Realization came in a flash.

“He’s a hologram,” she yelled. “Find the projector.”

She jumped into the air, spun, and slammed a kick—backed by all her weight—at the Rahl’s head.

As her foot connected, the Rahl’s image wavered, then disappeared.

She landed in a crouch.

Axton emerged from the shadows, a microprojector nestled in his palm. He stared at the rip marks on her uniform. “How can a hologram do that?”

“It was an advanced haptic hologram that you can feel. It’s experimental. I’ve seen prototypes from the Axis Academy. They just can’t quite get the minor details perfected, like facial expressions and body temp.”

Axton jiggled his hand, studying the projector. “This is Centaxian.” A muscle ticked in his jaw. “They used our own tech against us.”

“Yes.” She felt the same simmering fury that was in his voice. It had been months since they’d defeated the Rahl and they were still haunting Centax.

“You move like liquid lightning when you fight,” he said.

Xenia felt a flush trying to work free. She wrestled it back. “My training.”

“Such lethal grace. No, I think it’s all you.”

She cleared her throat. Stick to the mission. “Let’s keep looking.” She headed to the next search grid.

Moments later, Axton called out. He was shining his light up at the roof and frowning. “There’s something up there.”

“On the roof?” She saw his ion light reflect off an object.

“Something suspended on a wire.” He wandered closer.

She did the same, zooming in with her enhanced vision. “It’s a Sync communicator.” Her pulse tripped. Finally, something.

They both stood below the dangling communicator.

“It’s too high up,” he said. “I’ll call to have someone bring a—”

Xenia bent her legs and jumped.

Her enhanced strength took her high into the air. She reached out her hand, arm extended straight above her head.

Her fingers brushed the Sync, but she wasn’t quite high enough.

She landed back beside Axton, crouching to absorb the impact. When she stood, he was watching her.

“Impressive.”

“But not enough. I just barely touched it.”

He cupped his palms together and put one knee down. “Let me give you a boost. Should give you enough extra height to reach it.”

She really didn’t want to get too close to him, but the quicker they got the Codex back, the quicker she could be off on her next mission.

Xenia drew herself up. She put one boot onto Axton’s hands.

“Ready?” His eyes had a faint neon glow in the darkness.

“Ready.”

He flung her up and she used her own strength at the same time.

This time she gripped the Sync. One hard yank and it broke free of the wire.

She landed back beside Axton and held it up. “I—”

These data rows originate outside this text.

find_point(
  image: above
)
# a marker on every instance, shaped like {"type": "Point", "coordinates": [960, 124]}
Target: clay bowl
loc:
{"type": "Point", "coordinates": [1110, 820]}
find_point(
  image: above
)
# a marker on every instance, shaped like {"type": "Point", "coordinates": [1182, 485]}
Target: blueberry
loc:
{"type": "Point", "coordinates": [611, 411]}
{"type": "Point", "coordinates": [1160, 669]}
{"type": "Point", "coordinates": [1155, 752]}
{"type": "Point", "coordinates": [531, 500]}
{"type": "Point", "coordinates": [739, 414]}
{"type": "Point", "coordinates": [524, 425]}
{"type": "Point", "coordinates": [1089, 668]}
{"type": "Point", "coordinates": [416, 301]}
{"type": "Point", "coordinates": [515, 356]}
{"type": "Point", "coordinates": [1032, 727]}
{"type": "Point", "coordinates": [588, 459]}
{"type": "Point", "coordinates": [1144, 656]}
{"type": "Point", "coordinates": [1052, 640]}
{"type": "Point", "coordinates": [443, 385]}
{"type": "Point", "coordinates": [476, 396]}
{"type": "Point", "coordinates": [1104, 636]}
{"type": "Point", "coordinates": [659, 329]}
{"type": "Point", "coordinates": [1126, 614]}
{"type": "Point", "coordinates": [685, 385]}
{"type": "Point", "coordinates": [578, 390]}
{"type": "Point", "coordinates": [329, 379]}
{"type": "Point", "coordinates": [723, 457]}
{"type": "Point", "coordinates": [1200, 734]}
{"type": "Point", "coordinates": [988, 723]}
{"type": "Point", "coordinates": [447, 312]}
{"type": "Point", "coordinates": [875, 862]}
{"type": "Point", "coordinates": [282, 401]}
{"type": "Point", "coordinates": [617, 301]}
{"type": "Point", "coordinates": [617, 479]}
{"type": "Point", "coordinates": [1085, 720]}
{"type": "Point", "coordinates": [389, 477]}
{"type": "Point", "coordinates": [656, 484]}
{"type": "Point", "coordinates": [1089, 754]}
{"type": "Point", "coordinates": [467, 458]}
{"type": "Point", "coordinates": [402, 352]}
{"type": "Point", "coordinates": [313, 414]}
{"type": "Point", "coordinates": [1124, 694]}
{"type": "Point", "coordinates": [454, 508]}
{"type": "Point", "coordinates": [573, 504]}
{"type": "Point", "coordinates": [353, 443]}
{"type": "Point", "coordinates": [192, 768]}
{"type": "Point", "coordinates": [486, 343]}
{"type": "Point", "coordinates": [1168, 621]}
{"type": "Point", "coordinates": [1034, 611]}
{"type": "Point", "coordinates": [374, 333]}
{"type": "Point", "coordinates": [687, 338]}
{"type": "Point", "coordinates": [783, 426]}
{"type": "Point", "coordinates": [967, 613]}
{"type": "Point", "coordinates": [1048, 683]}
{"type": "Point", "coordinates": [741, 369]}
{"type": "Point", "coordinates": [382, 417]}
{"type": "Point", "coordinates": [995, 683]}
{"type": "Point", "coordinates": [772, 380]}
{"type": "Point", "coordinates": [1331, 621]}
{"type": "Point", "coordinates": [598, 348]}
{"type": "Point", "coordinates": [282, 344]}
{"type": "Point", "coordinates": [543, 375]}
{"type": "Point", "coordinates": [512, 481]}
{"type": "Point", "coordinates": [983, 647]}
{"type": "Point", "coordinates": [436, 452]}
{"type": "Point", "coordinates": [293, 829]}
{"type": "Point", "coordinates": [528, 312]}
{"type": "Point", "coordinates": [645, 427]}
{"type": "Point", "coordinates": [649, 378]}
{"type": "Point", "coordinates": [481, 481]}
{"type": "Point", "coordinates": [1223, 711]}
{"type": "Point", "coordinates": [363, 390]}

There was a strange thwap sound. She spun and saw a net fly out of the darkness.

It wrapped around her and knocked her back into Axton. The metal ropes of the net contracted, crushing their bodies together.

“What the hell?” he yelled.

His arms locked around her. She scrambled to stay on her feet, her face pressed against his chest.

The net tightened.

Then the floor beneath them gave way and they were falling.

Axton swallowed a groan at the hard landing. It was so dark that he struggled to make out anything. He had no idea where the ion light had ended up.

The ugly recollection of his prison cell lurked in the back of his mind. But the fact he wasn’t alone made it slink away. He mightn’t know where the hell he was, but he did know that he was trapped with Xenia’s body plastered against his. Things could be worse.

“The Rahl set a trap,” she said.

Most people would think her tone was emotionless, but Axton detected the faintest trace of anger vibrating in there. “Yes, they did. Can you tell where we are?”

“Some sort of…box under the floor. A trapdoor closed after us. The room is—”

She paused, and he guessed she was scanning their location.

“Four meters by four meters and made of metal.”